直球
「雪音様、おはようございます。」
カーテンをシャッと開ける音に眩しく暖かい光、そしてモニカの声とお腹を刺激するような焼きたてのパンの甘い匂いがする。
基本的にいつも自分で起きて支度を済ませてしまうけど、昨日はウィルのことを考えていたら少し寝るのが遅くなってしまって寝坊してしまったみたいだ。
だって、ウィルが私のこと、す、好きって…!!
しかも結婚しようだなんて早すぎる。
と言いつつ嬉しくないわけがない、あんなにかっこよくて優しい人に言われたら嬉しいに決まってる。
あーーどうしよう、顔も合わせづらいよ…
私はモニカが用意してくれたパンにジャムを付けて食べながら悶々と考えていた。
とはいえ、いつもより少ない食事だったためすぐ食べ終わってしまった、ウィルがモニカに少なめにするよう昨日伝えてくれていたそうだ。そういう気遣いが出来るところが余計にいい印象を与えてくる。

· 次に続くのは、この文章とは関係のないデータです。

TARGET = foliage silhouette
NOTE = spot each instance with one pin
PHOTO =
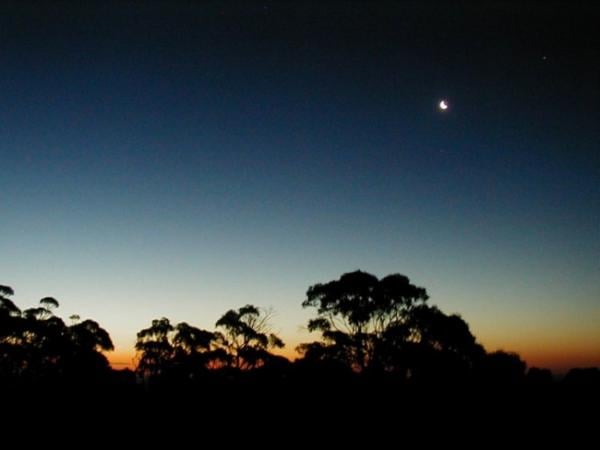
(247, 337)
(38, 347)
(374, 332)
(385, 326)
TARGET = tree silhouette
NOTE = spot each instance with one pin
(36, 345)
(355, 312)
(385, 326)
(155, 347)
(247, 337)
(180, 351)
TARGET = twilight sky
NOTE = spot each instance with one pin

モニカから受け取った動きやすそうな白シャツと濃い青色のサロペットに着替えて、あとはウィルが来るのを待つ。
コンコン
ノック音が聞こえたので返事をすると、私と同じように白いシャツを着ていつもよりも軽装な格好をしたウィルだった。
「おはよう、雪音。今日も朝から一段と可愛いね.」
「お、おはよう。えっと、キールは?」
「先に行っててもらってるよ。玄関で待ち合わせ。朝一番の雪音を見る男はなるべく俺がいいからね」
聞きました?皆さんお聞きになりまして?
甘い、甘すぎるよ、胸焼けしちゃう。
どこかの国にある世界一甘いって言われてるあのスイーツくらい甘いよ!食べたことないけど!

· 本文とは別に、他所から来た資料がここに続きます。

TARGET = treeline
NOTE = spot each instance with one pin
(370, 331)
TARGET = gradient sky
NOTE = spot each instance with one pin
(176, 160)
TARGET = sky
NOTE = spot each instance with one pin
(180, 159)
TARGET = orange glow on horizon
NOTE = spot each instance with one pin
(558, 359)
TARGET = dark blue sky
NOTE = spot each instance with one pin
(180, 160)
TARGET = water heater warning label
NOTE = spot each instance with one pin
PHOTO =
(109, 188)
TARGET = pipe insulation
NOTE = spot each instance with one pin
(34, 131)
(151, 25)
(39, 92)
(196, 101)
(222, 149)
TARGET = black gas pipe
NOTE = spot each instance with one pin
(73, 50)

顔が赤くなってくのがすごくわかる。咄嗟に見られないように下を向こうとするが、許さんと言わんばかりにウィルの指先が私の顎先に触れ前を向かされた。
目が合った途端に動けなくなり、ウィルから目が離せなくなった。実際は10秒くらいだろうが体感1分はそのままだった。
「私、先にいってる!!」
耐えられるはずもなく、私はこの国の王様を置いて逃げた。